The thing is, statistically speaking, neither extended lucky streaks or losing streaks should happen. The chances of winning big on this bet aren’t influenced by your success in the previous bet—or are they?
On a first bet, the chances of winning were 48%. After a success, the next bet had a 49% chance of winning. Nail it yet again? Your next odds make a big jump to 57%, then 67%, then 72%, then 75%. Up up up!
These poor sops experienced the inverse trend. After the first loss, the second bet had only a 47% chance of success, then the odds leveled out at 45%.
What in tarnation is going on? Have trixie pixies conspired to reward the charismatic and torment the downtrodden? While we can’t unilaterally rule out the pixie angle, it seems that betting psychology is the culprit.
A winning bet actually led winners to be protective of their gain, opting for safer odds on the next bet. Thus, they kept boosting their chances of success.
But losers either felt like they needed to recoup their losses, or that their luck would surely change for the better—a mentality dubbed “gambler’s fallacy”—so they kept upping the ante on risk. Oh the irony: Winners thought they might lose, and their resulting action meant they won more.

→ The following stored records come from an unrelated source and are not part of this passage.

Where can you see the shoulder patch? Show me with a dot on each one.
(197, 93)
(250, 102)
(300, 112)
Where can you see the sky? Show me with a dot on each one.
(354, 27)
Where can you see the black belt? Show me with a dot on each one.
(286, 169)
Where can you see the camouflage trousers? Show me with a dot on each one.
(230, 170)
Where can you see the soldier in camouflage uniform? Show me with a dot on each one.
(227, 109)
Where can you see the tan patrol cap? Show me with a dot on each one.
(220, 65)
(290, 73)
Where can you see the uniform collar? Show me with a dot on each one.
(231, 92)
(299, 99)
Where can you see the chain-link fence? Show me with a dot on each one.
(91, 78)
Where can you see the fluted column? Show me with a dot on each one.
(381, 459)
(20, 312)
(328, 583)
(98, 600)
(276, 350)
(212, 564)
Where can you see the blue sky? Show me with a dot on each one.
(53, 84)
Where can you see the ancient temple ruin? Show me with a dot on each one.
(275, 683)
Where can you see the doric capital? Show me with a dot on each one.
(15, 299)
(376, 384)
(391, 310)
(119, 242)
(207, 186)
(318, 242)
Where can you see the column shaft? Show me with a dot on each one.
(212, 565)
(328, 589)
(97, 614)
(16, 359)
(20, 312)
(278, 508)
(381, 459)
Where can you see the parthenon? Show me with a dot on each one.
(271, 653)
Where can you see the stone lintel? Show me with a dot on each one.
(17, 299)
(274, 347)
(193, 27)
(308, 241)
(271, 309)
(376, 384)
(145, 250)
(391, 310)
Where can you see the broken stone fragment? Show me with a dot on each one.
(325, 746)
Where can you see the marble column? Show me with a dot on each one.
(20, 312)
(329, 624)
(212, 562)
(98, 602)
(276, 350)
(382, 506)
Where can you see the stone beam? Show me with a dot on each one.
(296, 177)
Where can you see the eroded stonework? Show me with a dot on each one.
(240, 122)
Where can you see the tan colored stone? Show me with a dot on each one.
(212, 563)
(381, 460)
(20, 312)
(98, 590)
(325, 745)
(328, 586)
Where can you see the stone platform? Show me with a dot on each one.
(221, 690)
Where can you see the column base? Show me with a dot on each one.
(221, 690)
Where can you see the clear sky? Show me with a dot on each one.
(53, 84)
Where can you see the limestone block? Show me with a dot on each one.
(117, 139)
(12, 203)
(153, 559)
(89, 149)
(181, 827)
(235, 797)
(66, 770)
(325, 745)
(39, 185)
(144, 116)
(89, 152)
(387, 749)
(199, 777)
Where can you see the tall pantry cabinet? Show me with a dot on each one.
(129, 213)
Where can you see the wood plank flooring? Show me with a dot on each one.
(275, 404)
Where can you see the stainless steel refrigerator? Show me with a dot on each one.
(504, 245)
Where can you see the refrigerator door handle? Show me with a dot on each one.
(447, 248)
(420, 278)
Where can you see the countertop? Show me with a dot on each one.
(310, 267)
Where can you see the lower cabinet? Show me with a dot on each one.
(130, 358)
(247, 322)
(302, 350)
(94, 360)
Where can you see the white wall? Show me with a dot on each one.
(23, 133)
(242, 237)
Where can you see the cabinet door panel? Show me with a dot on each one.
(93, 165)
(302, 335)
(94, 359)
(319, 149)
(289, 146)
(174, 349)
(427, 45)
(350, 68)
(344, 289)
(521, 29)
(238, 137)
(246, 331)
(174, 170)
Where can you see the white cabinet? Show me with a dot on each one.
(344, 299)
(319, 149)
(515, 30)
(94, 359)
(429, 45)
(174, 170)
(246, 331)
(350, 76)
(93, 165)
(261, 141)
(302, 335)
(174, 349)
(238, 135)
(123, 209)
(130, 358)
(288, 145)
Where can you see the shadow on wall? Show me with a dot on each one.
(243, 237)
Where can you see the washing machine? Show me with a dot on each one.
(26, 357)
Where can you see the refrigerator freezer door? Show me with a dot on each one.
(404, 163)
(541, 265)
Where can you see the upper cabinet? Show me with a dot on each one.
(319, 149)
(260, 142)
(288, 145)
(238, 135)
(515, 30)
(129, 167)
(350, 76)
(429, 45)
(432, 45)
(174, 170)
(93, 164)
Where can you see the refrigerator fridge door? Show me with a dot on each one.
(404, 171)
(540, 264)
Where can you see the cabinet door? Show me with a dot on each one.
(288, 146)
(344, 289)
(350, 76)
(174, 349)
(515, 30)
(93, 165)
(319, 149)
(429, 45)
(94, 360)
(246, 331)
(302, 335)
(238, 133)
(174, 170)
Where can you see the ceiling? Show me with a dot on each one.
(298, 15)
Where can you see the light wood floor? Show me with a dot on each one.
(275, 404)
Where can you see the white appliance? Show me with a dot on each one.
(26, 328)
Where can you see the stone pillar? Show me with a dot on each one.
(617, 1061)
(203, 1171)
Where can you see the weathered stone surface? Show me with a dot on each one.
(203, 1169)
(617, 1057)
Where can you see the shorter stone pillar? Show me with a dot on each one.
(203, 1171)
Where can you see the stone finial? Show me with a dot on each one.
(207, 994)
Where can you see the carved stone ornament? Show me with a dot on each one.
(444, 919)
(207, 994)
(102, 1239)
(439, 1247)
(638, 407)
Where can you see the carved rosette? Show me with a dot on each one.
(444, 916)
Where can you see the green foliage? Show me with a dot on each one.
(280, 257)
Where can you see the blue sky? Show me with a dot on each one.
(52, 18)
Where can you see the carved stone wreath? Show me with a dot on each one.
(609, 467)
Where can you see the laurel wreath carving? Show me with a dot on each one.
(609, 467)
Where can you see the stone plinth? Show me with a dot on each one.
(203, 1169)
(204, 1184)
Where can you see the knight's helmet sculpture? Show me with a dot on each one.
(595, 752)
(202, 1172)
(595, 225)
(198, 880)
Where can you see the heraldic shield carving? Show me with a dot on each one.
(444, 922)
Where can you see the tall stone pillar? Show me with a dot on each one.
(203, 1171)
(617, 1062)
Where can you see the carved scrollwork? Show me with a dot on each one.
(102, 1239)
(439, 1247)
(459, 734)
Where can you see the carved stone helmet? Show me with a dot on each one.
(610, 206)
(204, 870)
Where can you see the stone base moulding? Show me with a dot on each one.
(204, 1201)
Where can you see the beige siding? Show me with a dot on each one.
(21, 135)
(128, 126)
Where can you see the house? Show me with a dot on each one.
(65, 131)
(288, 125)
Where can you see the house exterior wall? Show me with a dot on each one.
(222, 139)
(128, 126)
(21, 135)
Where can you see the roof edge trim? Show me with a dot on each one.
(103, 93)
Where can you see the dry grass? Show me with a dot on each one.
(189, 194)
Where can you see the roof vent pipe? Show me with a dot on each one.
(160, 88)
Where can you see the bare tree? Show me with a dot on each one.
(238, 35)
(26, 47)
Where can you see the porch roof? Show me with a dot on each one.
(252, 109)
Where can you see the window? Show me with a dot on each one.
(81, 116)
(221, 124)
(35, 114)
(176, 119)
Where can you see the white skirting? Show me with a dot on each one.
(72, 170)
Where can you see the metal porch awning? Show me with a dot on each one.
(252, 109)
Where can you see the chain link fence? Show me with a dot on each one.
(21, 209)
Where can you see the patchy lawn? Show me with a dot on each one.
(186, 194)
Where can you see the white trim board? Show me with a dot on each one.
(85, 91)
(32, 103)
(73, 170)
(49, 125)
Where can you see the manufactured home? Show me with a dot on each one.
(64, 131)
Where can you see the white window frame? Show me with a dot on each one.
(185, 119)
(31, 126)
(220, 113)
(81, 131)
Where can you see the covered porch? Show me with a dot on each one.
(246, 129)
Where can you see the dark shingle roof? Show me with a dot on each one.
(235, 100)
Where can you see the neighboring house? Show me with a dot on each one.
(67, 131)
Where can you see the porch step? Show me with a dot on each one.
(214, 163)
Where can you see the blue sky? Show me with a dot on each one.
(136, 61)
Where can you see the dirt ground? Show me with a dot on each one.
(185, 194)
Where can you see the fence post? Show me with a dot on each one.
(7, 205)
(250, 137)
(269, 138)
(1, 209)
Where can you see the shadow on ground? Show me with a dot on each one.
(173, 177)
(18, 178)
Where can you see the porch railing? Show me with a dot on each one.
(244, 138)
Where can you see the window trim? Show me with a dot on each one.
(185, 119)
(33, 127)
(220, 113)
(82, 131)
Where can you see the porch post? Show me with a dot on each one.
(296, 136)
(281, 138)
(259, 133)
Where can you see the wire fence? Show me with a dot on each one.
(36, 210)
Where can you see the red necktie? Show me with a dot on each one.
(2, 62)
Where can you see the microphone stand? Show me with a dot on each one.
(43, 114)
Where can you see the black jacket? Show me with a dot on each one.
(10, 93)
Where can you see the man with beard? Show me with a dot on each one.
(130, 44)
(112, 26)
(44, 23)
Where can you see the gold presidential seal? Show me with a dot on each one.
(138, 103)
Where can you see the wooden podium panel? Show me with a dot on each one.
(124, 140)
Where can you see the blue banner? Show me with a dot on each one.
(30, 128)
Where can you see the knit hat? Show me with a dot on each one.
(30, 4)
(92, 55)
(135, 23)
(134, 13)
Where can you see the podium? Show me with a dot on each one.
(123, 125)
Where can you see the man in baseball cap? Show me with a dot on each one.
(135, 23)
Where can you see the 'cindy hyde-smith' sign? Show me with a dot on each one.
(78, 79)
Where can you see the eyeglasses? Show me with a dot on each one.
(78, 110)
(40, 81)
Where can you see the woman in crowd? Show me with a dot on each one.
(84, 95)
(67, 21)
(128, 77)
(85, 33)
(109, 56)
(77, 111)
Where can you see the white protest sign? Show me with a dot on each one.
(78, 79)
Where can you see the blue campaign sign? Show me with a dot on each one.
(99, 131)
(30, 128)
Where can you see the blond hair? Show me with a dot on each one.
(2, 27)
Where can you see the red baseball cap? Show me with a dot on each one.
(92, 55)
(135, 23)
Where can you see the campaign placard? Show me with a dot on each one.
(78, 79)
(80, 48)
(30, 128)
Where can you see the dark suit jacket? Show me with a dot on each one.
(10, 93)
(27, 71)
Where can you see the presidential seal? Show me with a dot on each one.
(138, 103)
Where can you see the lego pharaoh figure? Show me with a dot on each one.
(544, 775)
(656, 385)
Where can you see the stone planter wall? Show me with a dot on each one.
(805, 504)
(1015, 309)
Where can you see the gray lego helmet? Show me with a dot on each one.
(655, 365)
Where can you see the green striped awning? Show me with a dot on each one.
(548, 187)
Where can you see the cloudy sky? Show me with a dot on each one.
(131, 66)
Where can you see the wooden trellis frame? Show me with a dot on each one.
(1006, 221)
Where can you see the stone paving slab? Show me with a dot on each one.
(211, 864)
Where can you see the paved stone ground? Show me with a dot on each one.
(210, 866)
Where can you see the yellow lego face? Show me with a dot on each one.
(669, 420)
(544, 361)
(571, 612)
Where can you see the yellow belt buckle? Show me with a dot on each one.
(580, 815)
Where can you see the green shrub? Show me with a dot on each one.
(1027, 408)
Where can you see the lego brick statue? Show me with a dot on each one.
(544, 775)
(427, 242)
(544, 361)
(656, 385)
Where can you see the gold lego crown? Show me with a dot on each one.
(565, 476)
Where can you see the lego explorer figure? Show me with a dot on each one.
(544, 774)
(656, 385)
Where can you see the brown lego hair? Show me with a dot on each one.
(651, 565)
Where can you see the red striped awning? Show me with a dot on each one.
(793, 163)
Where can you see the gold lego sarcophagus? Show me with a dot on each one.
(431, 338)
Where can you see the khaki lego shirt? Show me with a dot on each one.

Losers were convinced they would eventually win, and instead lost over and over.
But in the end, gamblers who experienced winning streaks generally ended up with about the same lot as the non-streaky blokes. All lost about one British pound for each pound they bet. The paper doesn’t go into the plight of the losing streak victims, but we can only deduce the outcome was less than rosy. So remember, kids: No matter how seductive Lady Luck may seem, you're psychologically susceptible, and she’s miserly in the long run.